We will see on 9th March

1robbob
27/12/2022
19:52
i dont have any visibility on that 1rob. hes not someone i know at all and is an asset mgr. reminds me a lot of HHG that spun out of AMP in 2003/4. crazy marriage of an insurer with an asset mgr run by an asset mgr with no ins knowledge.

generally speaking i dont find asset mgrs that impressive; not that strategic and dont allocate capital well outside their narrow expertise. clearly a generalisation.

i also think its bit underwhelming looking at basically low growth insurers trying to persuade mkt they are open machines eg phnx and just

mng actually has some credibility here and aviva and lng definitely do.

so lots to play for and if i was running mng id break it up in a heartbeat. hopefully they wont waste more money on stupid m and a before someone encourages them to focus on shareholder returns.

but is mng the cheapest out there with massive value backing - my vote is yes

cjac39
27/12/2022
10:50
Iron, quite a while back, post cash return, you mentioned that the maths worked out at another 10p special dividend.

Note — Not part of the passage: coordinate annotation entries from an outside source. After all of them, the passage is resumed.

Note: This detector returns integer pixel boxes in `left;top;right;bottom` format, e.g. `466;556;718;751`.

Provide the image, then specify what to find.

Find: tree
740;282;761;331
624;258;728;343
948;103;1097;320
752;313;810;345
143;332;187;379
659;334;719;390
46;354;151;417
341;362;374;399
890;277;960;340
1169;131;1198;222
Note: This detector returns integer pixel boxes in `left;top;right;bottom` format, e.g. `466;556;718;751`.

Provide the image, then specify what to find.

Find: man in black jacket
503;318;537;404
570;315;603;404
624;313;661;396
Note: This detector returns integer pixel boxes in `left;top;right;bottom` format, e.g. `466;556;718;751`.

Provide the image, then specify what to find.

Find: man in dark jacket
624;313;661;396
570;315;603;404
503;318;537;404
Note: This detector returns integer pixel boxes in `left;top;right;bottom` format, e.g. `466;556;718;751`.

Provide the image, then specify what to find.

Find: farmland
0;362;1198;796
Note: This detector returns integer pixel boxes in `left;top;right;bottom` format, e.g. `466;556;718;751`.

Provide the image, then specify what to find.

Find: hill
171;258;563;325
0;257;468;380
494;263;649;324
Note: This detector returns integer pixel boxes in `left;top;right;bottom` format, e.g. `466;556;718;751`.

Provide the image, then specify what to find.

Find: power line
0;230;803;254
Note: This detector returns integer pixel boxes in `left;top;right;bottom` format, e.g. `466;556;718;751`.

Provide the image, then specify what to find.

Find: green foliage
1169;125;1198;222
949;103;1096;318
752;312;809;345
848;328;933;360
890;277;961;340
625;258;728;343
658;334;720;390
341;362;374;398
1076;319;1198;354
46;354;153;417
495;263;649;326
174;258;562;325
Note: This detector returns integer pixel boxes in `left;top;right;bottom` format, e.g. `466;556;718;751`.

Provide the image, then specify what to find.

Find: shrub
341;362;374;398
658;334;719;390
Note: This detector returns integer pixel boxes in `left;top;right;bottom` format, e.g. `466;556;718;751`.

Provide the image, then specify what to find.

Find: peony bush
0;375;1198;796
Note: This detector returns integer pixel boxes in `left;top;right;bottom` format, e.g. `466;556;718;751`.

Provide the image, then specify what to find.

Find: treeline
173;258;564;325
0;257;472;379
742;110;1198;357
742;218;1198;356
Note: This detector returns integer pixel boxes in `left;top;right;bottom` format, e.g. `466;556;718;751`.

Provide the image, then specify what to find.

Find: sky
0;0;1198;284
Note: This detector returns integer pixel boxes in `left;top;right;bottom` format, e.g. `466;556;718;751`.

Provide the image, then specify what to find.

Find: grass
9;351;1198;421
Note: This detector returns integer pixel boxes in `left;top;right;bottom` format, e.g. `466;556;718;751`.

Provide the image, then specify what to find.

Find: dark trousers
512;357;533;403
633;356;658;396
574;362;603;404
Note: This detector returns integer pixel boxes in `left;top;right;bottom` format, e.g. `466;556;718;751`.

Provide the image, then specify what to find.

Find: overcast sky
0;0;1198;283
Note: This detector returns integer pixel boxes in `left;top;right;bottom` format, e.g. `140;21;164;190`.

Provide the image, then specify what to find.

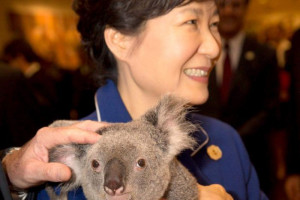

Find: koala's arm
165;159;198;200
49;120;78;127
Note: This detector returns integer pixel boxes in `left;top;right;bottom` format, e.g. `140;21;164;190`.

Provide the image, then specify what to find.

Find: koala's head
50;96;196;200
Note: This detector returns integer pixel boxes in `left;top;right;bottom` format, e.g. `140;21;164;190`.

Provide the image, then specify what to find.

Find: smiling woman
3;0;267;200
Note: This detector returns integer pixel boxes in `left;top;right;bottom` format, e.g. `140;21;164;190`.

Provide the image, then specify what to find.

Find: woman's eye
91;160;100;171
136;159;146;168
210;21;219;28
186;19;197;25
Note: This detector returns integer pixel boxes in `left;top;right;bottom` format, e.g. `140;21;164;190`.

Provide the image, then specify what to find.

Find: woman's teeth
184;69;208;77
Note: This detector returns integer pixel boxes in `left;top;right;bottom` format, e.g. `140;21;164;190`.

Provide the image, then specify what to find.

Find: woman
0;0;266;200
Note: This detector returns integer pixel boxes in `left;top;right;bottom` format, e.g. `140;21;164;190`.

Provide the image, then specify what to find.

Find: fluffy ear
142;95;197;158
49;144;90;192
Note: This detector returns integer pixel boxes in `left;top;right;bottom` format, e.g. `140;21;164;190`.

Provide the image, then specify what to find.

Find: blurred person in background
285;29;300;200
198;0;279;194
0;61;39;149
3;38;72;124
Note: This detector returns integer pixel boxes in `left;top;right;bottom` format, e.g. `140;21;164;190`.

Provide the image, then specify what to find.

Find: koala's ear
49;144;91;192
143;95;197;158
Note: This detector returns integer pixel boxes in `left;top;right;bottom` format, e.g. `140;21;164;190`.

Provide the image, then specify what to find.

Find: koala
46;95;198;200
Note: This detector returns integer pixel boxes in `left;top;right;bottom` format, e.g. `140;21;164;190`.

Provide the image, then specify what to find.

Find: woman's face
119;1;220;104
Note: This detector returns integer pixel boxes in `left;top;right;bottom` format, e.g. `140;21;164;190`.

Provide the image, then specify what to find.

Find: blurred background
0;0;300;200
0;0;300;65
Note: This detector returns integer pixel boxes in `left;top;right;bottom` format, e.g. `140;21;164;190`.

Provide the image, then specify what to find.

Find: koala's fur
47;95;198;200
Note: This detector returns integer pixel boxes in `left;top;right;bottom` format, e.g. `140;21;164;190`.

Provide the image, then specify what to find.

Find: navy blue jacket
38;81;267;200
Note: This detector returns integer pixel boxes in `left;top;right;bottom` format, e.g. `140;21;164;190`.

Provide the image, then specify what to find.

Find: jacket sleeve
234;129;268;200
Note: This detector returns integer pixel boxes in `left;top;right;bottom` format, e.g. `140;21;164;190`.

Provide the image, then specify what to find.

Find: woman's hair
73;0;212;84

Do the sims still add up to that, or are the buy backs using that money?
klotzak
26/12/2022
20:29
Thanks cjac...definiely not

Seriously, I suspect that M&G will use a very similar 'play-book' as AV
Hopefully on 7th March the new CEO will reaffirm the Cash generation targets and Dividend policy and also announce a thrust into the BPA market
Followed by further Director share purchases

1robbob
24/12/2022
17:16
you been on the xmas sherry already 1rob? 🤪
cjac39
24/12/2022
17:08
Cjac
Lets hope the new CEO of M&G shows the same leadership qualities as Amanda B.
Hopefully to be revield on 7th March with yhe Final Results for 2022

Seasons Greetings to all

1robbob
24/12/2022
09:08
De nada eurofox - i enjoy this discussion and wish all aviva folk well. its striking how little there is to say about aviva nowadays. still undervalued for sure but also still bit boring. divi is rock solid so feel good about parking money here with macro uncertainty.

i also think its interesting how the transitory inflation calls have now shifted to sticky inflation. fear the central banks; getting stuck on way down so higher rates for longer etc etc. for me thats all wrong - productivity declines on demography is an unassailable force and the debt fuelled growth is the only game in town. there are many solid counter arguments against this but i think its more impactful than all.

curiously thats not overall good for insurers as weve discussed as they, like banks, enjoy higher rates, but its also proven not to be bad.

time and again though you see hubris from mgmt teams like aviva or mng wasting our money. succession was a ridiculous purchase at >16x ebitda including heads of terms businesses not yet bought. by all accounts now shipping £50mln per month. ascentric and pretty much everything mng has bought were all ridiculous and overpriced. same for abrdn. car crash in m and a.

but on a positive end i do think the mgmt team at aviva, aside from the odd m and a slip, are executing well and we should be happy about that.

off topic but someone wondered why mng was unloved. i dont know! i think its just misunderstood. and to be fair its complicated and the ifrs (meaningless) book value is flying around all over the place. but the more i look (and tell all my private equity friends) the more im convinced its undervalued. the hidden value in the with profits fund underpins everything. how the PRA hasnt done something on the unallocated estate i dont know. but happy days - they raised £2.5bln in new prufunds in H1 alone which just adds optionality. and you have one of the best asset mgrs in europe in the price as well. if they just open up to BPA and annuities again it would leave JUST and PHNX for dust. in meantime enjoy the 10% divi

merry xmas all.

cjac39
24/12/2022
08:46
cjac39, that's some really useful analysis in MNG, thank you for sharing.We all have our own ideas of a self run portfolio, some more successful than others. Are you adding MNG at the moment, perhaps at a ratio with AV. shares?An 'out there' question to everyone.. do you think AV. is too big to be taken over now, same question on MNG?